Extra requirements for safe-fix or auto-fix PRs¶
- The PR states the exact allowed commands.
- The PR states the exact allowed file/path scope.
- The PR states forbidden paths.
- The PR requires proof commands.
- The PR includes rollback behavior.
- The PR never pushes directly to main.
- The PR never mutates fork PRs.
- The PR records outcome memory.
Major milestone gate for guarded auto-fix¶
Baseline readiness7, guarded PR-only auto-fix, is a major milestone and must not start until the earlier investigation, proof, trend, candidate, probation, policy proposal, and dry-run layers are stable.
Before Baseline readiness7 starts, the project should have:
- Stable diagnosis classes for local investigation failures.
- Maintenance actions classified by diagnosis.
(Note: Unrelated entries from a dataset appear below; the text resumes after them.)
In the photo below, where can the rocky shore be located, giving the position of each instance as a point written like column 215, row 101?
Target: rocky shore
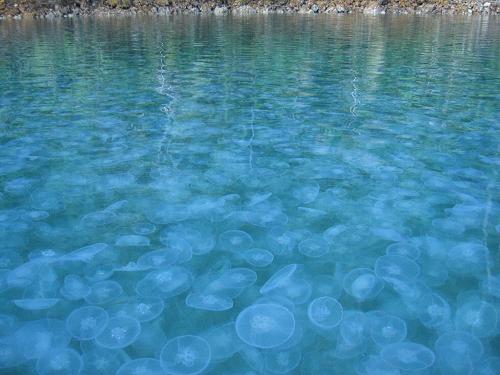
column 71, row 8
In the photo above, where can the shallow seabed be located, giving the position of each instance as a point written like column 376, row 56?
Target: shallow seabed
column 259, row 195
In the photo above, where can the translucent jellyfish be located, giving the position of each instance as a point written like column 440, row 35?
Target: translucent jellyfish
column 36, row 303
column 85, row 323
column 235, row 241
column 458, row 352
column 210, row 302
column 477, row 317
column 325, row 312
column 434, row 311
column 158, row 258
column 258, row 257
column 119, row 332
column 60, row 361
column 165, row 283
column 141, row 366
column 282, row 361
column 395, row 266
column 314, row 247
column 36, row 338
column 103, row 292
column 223, row 341
column 468, row 258
column 362, row 284
column 265, row 325
column 132, row 240
column 74, row 288
column 306, row 192
column 185, row 355
column 386, row 329
column 408, row 356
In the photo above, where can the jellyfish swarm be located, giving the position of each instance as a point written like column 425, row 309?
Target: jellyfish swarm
column 265, row 325
column 85, row 323
column 185, row 355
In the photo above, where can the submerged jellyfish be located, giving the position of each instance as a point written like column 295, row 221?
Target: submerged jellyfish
column 141, row 366
column 477, row 317
column 362, row 284
column 385, row 328
column 395, row 266
column 85, row 323
column 210, row 302
column 408, row 356
column 258, row 257
column 166, row 283
column 60, row 361
column 468, row 258
column 265, row 325
column 103, row 292
column 282, row 361
column 314, row 247
column 325, row 312
column 74, row 288
column 223, row 341
column 185, row 355
column 457, row 352
column 119, row 332
column 235, row 241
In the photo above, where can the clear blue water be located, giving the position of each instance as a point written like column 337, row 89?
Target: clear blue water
column 262, row 195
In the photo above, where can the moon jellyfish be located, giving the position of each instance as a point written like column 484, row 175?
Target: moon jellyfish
column 325, row 312
column 314, row 247
column 74, row 288
column 120, row 332
column 85, row 323
column 36, row 338
column 408, row 356
column 477, row 317
column 395, row 266
column 434, row 311
column 60, row 361
column 36, row 303
column 141, row 366
column 103, row 292
column 132, row 240
column 166, row 283
column 458, row 352
column 282, row 361
column 386, row 329
column 223, row 341
column 468, row 258
column 185, row 355
column 265, row 326
column 258, row 257
column 362, row 284
column 235, row 241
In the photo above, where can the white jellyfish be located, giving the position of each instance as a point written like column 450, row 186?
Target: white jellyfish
column 362, row 284
column 85, row 323
column 185, row 355
column 408, row 356
column 265, row 325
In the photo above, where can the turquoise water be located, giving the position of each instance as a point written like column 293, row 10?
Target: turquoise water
column 262, row 195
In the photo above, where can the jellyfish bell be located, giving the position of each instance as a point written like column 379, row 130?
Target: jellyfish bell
column 119, row 332
column 362, row 284
column 408, row 356
column 258, row 257
column 185, row 355
column 141, row 366
column 86, row 323
column 60, row 361
column 265, row 326
column 477, row 317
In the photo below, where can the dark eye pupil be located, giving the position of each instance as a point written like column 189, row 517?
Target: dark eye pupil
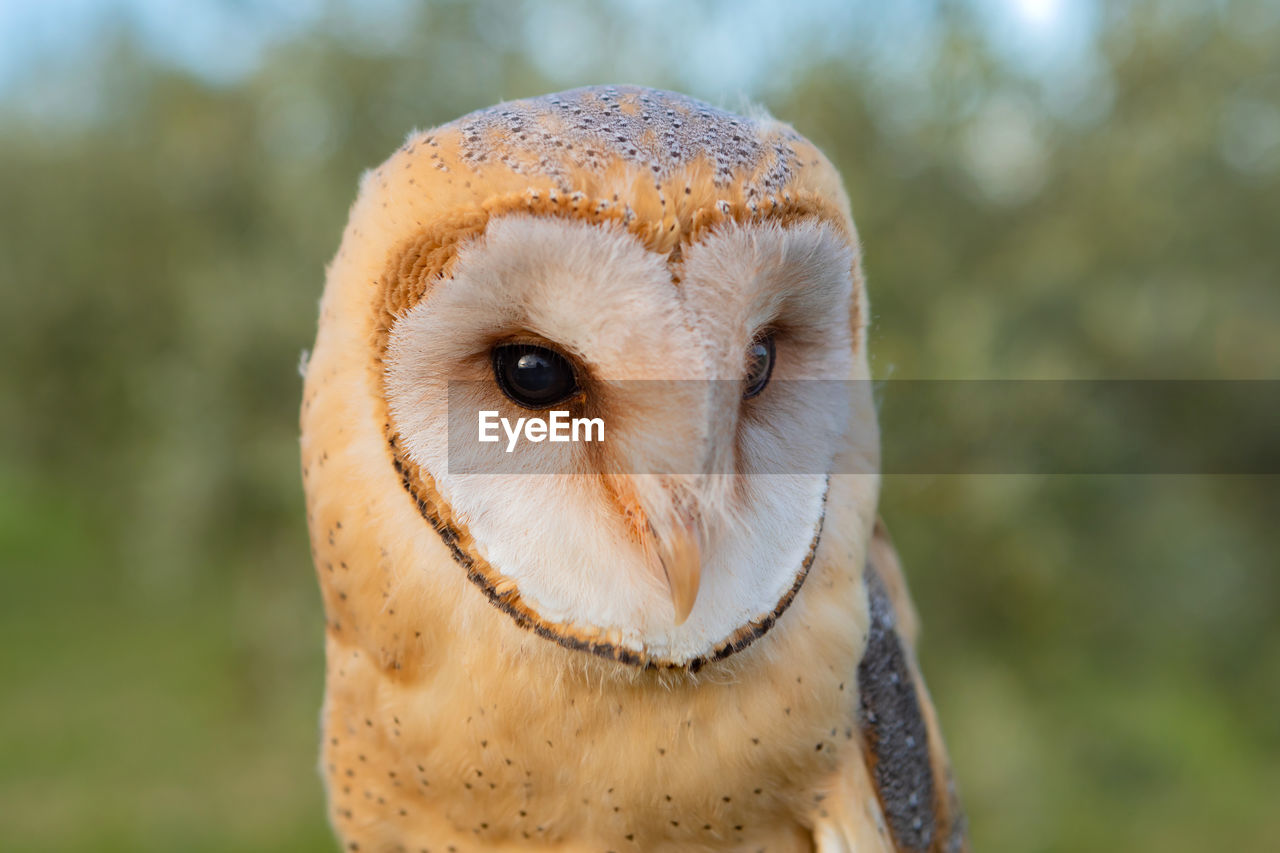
column 533, row 377
column 759, row 365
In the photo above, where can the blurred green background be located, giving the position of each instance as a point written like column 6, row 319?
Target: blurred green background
column 1045, row 190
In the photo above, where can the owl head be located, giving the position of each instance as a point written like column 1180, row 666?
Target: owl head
column 684, row 277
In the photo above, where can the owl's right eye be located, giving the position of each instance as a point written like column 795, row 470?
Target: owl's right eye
column 533, row 377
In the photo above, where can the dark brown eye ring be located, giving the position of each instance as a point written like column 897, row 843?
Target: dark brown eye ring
column 533, row 377
column 759, row 365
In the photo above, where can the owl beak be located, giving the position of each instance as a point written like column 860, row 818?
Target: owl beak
column 680, row 553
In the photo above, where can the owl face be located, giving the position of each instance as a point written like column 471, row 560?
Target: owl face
column 702, row 507
column 707, row 313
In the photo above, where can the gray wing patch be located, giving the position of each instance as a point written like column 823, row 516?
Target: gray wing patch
column 894, row 728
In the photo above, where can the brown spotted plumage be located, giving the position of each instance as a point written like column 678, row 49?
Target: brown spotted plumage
column 511, row 661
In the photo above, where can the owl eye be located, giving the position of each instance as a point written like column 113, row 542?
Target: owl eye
column 759, row 365
column 533, row 377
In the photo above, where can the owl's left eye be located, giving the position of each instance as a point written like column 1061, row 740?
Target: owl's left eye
column 533, row 377
column 759, row 365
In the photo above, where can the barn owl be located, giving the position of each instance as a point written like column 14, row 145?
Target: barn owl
column 689, row 635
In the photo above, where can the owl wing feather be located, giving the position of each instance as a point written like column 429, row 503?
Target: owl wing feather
column 900, row 798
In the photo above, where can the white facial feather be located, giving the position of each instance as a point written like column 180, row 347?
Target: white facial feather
column 598, row 295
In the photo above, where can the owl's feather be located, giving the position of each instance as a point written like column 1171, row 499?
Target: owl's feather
column 452, row 725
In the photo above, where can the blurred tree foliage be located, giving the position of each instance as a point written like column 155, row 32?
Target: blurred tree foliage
column 1105, row 651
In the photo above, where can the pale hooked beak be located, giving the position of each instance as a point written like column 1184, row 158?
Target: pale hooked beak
column 680, row 553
- Proof checklist artifacts.
- Signal trend artifacts.
- Investigation CLI front door.
- Repo and surface investigation summaries.
- Parity detectors.
- Investigation evidence writer.
- Safe-fix policy routing.
- PR/CI investigation summaries.
- Investigation outcome memory.
- Safe-fix candidate registry.
- Auto-fix probation report.
- Maintenance policy proposal generator.
- Auto-fix dry-run planner.
Only after those layers are proven should guarded PR-only auto-fix move from Blocked to Ready.
Final roadmap line¶
detect → diagnose → recommend → plan → prove → classify → trend → candidate → probation → policy proposal → dry run → guarded PR auto-fix → remember outcome
This is the product direction. Every PR should either strengthen one stage of this path or improve the evidence flow between stages.